For years I have been giving a conference on the Seven Ages of the Church, based on the Venerable Bartholomew Holzhauser’s Commentary on the book of the Apocalypse. Holzhauser, a German priest of the first half of the 1600’s, said that he wrote it under inspiration. The conference has been popular, especially because it fits the craziness of our age into a harmonious pattern of the history of the Church. What I had not realized, however, is that Holzhauser’s vision is shared by a famous classical theologian, making it more difficult to dismiss Holzhauser as a mere visionary or “apparitionist.”
It is in an Epilogue to the first volume of his classic Treatise on the Church of Christ that Cardinal Louis Billot (1846–1931) lays out in some detail the correspondence affirmed by Holzhauser between seven main periods of Church history and the seven Letters to the seven churches of Asia that make up Chapters II and III of the book of the Apocalypse. Billot’s Epilogue never mentions Holzhauser, but it is difficult to imagine that there is no connection. However, Billot takes care to start out the correspondence not from any vision or inspiration, but from the Greek names of the seven churches. The suitability of these names to the Church’s evolving history is either a remarkable coincidence, or more likely a trace of Providence at work – God, the Master of History!
Thus Billot says that Ephesus (Apoc. II, 1–7) signifies in Greek a “starting out,” obviously suitable to the Apostolic Age (33–70 AD) with which the Church began. Smyrna (Apoc.II, 8–11) names the second church and means “myrrh,” corresponding to the passion and sufferings of the Church’s Second Age (70–313 AD), that of the Martyrs. Pergamus (Apoc. II, 12–17) was a city famous for literature, so that “pergamum” came to mean material on which to write, corresponding to the cluster of great Church writers belonging to the Church’s Third Age, that of the Doctors (313–800). Thyatira names the next church (Apoc. II, 18–29), and means “splendour of triumph,” corresponding to the 1,000-year triumph of the Catholic Church, reaching from Charlemagne (742–814) to the French Revolution (1789).
These thousand years might also be reckoned from around the conversion of Clovis (496) to the outbreak of Protestantism (1517). But whether one marks the decline of Christendom from the Reformation or the Revolution, in any case Sardis, naming the fifth church (Apoc. III, 1–6), was the city of Croesus, a fabulously rich man, evoking an abundance of money, material prosperity and spiritual decadence, such as characterize modern times. Indeed the warnings to the church of Sardis correspond perfectly to our own age today, as we shall see with Billot in further “Comments.”
We move clearly into the future with the sixth church, that of Philadelphia (Apoc.III, 7–13), meaning “love” (Phil-) of “brotherhood” (- adelphia).
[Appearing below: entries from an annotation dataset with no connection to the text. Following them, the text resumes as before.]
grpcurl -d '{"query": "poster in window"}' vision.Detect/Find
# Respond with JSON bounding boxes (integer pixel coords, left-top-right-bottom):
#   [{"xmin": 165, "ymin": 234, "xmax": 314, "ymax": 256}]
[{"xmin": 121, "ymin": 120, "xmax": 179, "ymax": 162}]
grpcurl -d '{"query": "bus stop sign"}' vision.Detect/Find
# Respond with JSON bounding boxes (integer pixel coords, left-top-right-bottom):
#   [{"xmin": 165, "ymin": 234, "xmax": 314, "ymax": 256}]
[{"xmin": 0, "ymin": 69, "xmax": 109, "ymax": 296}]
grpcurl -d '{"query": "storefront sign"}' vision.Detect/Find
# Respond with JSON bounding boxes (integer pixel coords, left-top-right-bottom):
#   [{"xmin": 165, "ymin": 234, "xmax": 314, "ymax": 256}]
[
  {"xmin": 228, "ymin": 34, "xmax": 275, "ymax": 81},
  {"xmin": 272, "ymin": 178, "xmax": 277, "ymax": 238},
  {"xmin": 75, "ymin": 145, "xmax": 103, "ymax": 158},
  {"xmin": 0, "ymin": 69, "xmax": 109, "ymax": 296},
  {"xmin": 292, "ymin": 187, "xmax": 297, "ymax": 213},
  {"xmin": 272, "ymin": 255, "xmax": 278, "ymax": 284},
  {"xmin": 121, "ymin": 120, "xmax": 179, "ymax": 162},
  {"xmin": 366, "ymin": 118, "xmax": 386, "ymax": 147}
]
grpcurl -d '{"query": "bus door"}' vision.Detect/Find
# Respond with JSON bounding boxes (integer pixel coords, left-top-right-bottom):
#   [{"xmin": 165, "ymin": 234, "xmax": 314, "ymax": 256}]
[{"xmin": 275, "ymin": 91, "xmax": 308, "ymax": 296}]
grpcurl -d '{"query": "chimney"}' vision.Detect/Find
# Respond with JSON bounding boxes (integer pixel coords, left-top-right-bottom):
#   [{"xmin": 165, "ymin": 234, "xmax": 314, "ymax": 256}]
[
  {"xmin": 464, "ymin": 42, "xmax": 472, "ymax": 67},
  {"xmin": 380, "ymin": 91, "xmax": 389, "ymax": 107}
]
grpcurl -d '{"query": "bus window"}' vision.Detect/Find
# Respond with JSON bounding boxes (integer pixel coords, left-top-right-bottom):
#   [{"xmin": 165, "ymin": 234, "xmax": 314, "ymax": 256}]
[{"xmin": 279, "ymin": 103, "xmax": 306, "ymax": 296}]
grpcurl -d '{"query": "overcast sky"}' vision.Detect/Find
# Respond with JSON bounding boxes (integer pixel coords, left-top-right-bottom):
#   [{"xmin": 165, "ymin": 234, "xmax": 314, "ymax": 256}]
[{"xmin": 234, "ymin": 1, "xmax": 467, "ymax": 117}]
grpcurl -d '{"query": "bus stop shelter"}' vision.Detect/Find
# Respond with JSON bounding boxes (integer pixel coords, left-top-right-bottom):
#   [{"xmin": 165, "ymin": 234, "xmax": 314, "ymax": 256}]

Cardinal Billot has this name correspond to a last great triumph of the Church, marked notably by the conversion of the Jews as prophesied by St Paul (Rom.XI, 12), and by their reconciliation with the Gentiles, brothers at last in Christ (Eph.II, 14–16).
But the church of Philadelphia is warned that tribulation is coming (Apoc.III, 10), which corresponds to the seventh and last Age of the Church, that of Laodicea (Apoc. III, 14–22), named from judgment (dike) of the peoples (laon). It will be the Age of the last and most terrible trial of the Church, the persecution of the Antichrist, followed by the General Judgment of all souls that will ever have lived, and so of all peoples.